音の攻撃が緩んだ。今だったら行ける。松崎から少し離れた床目掛けて引き金を引いた。腕に衝撃が走る。床に穴が開く。さらに撃った。弾を撃ちつくすまで、撃ち続けた。床は銃弾でぼろぼろになった。
松崎は、僕がしていることの意味に気付いたようだ。怒りの形相で音の攻撃を放とうとした。そこへルフォンさんの攻撃が入った。僕への攻撃は弱まり、次の行動へ移れた。
僕は、銃弾で穴だらけになった部分へ走り、全力で蹴り付けた。床板は一発で踏み抜け、大きな穴が開いた。中には配線が見えている。感電などは考えず、床の穴に手を突っ込み、配線を引きちぎった。
何も起きない…?
一瞬の間を置いて、コーラス隊に変化が訪れた。目が変わった。虚空をただ見つめるだけだった目に生気が宿っていた。
「小賢しい真似を」
もう松崎の指令に、コーラス隊は従わなかった。音の攻撃は桁違いに弱まった。
ルフォンさんとレリが歌う。コーラス隊もルフォンさんと共に歌い始めた。手足を切り取られ、脳をいじくられ、もう正常な思考は望めないはずなのに、こちらの味方をしてくれている。
歌の攻撃は松崎を包み込んだ。僕には心地よいきれいな歌声にしか聞こえない歌に、松崎は身をよじらせて苦しんでいる。
ルフォンさんが松崎に歌いながら近付いていった。ゆっくり一歩一歩。
二人が、手を伸ばせば触れられそうな距離まで近付いたとき、ルフォンさんが僕に手で合図した。
僕は鏡を構え松崎の方へ向けた。鏡が一瞬光を放ち、劇場を照らした。光が消えた後、何かが変わった。空間の歪みがなくなったのだ。
ルフォンさんは歌をやめた。手には小さな剣を握っていた。その剣を松崎の腹に突き刺した。
声にならない叫びを発し、松崎はもだえ苦しんだ。顔は苦悶の表情に歪み、一瞬壁画の悪魔そっくりに見えた。
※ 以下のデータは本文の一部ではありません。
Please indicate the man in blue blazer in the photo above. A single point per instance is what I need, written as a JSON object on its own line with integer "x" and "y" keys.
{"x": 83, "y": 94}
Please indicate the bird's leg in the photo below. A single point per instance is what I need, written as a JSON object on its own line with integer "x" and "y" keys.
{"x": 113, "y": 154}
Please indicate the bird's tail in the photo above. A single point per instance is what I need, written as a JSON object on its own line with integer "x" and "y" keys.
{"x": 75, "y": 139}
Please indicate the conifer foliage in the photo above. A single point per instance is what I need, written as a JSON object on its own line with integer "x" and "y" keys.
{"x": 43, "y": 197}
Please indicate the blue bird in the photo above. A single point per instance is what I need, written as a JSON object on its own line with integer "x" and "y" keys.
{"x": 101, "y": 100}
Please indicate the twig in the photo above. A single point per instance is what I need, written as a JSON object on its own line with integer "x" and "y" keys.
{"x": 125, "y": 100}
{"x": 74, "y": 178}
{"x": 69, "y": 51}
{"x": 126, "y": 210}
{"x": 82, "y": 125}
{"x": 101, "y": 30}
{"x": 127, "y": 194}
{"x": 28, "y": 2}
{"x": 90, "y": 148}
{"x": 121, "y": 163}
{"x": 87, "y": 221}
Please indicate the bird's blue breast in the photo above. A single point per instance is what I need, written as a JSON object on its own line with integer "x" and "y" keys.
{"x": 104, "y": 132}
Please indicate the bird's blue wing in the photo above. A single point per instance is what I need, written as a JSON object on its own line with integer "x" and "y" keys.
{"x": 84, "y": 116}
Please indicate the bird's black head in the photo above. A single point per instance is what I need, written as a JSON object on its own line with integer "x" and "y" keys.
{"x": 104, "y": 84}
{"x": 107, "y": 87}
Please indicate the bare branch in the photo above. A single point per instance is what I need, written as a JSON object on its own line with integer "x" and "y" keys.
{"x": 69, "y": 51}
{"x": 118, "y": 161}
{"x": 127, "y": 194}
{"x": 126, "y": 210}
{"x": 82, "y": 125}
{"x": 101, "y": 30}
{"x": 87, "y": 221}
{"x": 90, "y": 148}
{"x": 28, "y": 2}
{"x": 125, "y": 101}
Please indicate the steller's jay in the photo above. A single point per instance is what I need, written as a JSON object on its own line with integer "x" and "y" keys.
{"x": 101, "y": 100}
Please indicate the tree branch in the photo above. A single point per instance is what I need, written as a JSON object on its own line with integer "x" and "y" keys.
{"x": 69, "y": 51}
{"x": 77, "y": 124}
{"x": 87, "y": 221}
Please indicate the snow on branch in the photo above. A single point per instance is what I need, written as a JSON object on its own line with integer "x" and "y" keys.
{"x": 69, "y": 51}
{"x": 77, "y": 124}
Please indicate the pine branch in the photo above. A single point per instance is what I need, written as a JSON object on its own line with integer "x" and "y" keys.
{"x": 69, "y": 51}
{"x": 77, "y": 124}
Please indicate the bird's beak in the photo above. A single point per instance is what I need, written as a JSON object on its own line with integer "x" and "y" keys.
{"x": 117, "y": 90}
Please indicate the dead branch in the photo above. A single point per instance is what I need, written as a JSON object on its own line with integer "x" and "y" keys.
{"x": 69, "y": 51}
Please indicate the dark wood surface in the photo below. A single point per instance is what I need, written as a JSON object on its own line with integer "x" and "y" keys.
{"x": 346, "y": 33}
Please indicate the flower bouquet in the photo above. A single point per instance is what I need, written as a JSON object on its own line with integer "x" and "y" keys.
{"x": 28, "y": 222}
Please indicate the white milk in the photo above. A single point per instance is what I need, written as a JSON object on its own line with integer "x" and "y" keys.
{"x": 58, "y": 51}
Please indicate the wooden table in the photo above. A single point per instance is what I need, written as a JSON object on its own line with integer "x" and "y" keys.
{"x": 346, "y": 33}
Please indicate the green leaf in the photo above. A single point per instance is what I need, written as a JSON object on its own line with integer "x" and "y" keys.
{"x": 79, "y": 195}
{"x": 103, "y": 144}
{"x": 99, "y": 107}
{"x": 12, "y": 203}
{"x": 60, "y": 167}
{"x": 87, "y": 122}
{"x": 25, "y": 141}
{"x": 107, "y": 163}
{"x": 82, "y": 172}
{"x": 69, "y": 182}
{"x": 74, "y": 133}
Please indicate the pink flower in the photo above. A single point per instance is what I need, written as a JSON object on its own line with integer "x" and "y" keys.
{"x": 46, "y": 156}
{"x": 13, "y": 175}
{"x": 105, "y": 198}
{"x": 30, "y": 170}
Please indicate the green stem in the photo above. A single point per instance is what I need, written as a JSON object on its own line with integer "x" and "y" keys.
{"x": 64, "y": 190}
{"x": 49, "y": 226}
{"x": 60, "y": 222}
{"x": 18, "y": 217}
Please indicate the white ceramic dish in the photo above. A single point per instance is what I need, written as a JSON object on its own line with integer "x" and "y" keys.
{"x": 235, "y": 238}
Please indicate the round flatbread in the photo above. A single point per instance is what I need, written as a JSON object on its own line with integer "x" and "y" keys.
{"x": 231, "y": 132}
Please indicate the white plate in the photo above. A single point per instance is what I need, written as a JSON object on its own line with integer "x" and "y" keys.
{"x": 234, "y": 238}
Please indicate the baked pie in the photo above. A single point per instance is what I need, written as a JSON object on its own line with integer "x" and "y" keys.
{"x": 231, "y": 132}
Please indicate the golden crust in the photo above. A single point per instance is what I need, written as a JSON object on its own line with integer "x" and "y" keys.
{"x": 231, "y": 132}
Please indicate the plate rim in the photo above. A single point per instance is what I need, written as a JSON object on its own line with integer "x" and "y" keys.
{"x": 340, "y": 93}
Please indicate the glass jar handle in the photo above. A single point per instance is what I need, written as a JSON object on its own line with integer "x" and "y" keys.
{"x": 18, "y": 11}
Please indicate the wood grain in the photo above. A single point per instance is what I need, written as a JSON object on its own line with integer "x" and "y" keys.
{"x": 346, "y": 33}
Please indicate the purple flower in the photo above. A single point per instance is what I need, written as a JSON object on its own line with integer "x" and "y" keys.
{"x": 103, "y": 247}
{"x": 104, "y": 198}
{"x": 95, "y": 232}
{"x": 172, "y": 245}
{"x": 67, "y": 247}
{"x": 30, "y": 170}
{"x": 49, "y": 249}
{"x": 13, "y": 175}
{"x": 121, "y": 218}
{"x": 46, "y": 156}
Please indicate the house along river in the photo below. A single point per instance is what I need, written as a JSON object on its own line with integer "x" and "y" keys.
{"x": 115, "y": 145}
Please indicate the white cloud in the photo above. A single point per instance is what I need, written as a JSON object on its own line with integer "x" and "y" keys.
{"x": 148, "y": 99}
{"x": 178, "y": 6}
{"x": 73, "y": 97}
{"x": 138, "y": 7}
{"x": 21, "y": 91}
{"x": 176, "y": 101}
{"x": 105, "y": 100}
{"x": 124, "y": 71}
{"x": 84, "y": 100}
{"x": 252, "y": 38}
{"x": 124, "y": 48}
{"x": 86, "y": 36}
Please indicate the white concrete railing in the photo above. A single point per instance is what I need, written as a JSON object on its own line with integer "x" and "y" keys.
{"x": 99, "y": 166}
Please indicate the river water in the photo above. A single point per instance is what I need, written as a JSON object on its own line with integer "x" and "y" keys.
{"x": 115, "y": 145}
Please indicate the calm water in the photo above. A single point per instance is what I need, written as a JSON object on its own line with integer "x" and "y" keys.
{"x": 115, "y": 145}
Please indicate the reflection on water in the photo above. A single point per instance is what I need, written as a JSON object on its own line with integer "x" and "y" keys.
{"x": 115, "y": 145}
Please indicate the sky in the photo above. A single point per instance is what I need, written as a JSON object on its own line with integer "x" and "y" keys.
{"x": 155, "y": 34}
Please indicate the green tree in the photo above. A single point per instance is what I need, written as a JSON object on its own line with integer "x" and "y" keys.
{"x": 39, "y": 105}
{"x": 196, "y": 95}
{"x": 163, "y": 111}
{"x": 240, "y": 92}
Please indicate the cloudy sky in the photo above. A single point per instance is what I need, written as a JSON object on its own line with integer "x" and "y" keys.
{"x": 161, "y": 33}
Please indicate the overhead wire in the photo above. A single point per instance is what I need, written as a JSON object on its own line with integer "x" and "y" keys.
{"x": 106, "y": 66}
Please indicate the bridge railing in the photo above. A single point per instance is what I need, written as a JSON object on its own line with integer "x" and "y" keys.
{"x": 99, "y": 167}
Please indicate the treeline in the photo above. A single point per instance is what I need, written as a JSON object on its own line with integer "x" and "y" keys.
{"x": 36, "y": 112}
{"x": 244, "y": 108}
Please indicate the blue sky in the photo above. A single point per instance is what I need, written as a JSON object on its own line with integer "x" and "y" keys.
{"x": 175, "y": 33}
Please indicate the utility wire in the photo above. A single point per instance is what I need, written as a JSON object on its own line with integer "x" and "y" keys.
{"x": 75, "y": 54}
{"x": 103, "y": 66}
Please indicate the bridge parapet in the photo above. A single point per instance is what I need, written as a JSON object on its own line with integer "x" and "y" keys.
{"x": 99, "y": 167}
苦しみのたうち回った後、松崎は動かなくなった。
先程まで音が竜のようにうごめいていた劇場内に静寂が訪れた。
僕は駆け出して舞台に飛び乗り、消耗し切って崩れ落ちそうなレリと抱き合った。僕達は勝利したようだ。
ルフォンさんは一人で倒れた松崎を見下ろしていた。
僕はレリから離れ、此原の元へ近付いた。変わり果てた姿で此原はたたずんでいた。目は宙を漂い、急速に生命の火が消えつつある。僕が配線を断ち切ったからだろう。
「此原。恨んだりしてすまん。お前は大事なことをしようとしていたのだな。借金くらい気にしなくて良いよ」
涙が出そうになった。此原との思い出が浮かんできた。同じ苦しみを分かち合える唯一の友。此原がいなかったら、もっともっと酷い人生になっていただろう。
「配線切ったのは俺だ。俺がお前の命を終わらせようとしている。ごめん。でも、介錯するって約束だったもんな。お前は本当に頑張ってくれた。もう、休んでくれ」
後ろからルフォンさんの声が飛んできた。
「急いで逃げるぞ圭介。この屋敷は爆発するぞ」
最後に此原と、犠牲になった人々を眺めた。凄惨な光景だった。悲しくて仕方ない光景だった。でも、最後に僕達に協力してくれた仲間だった。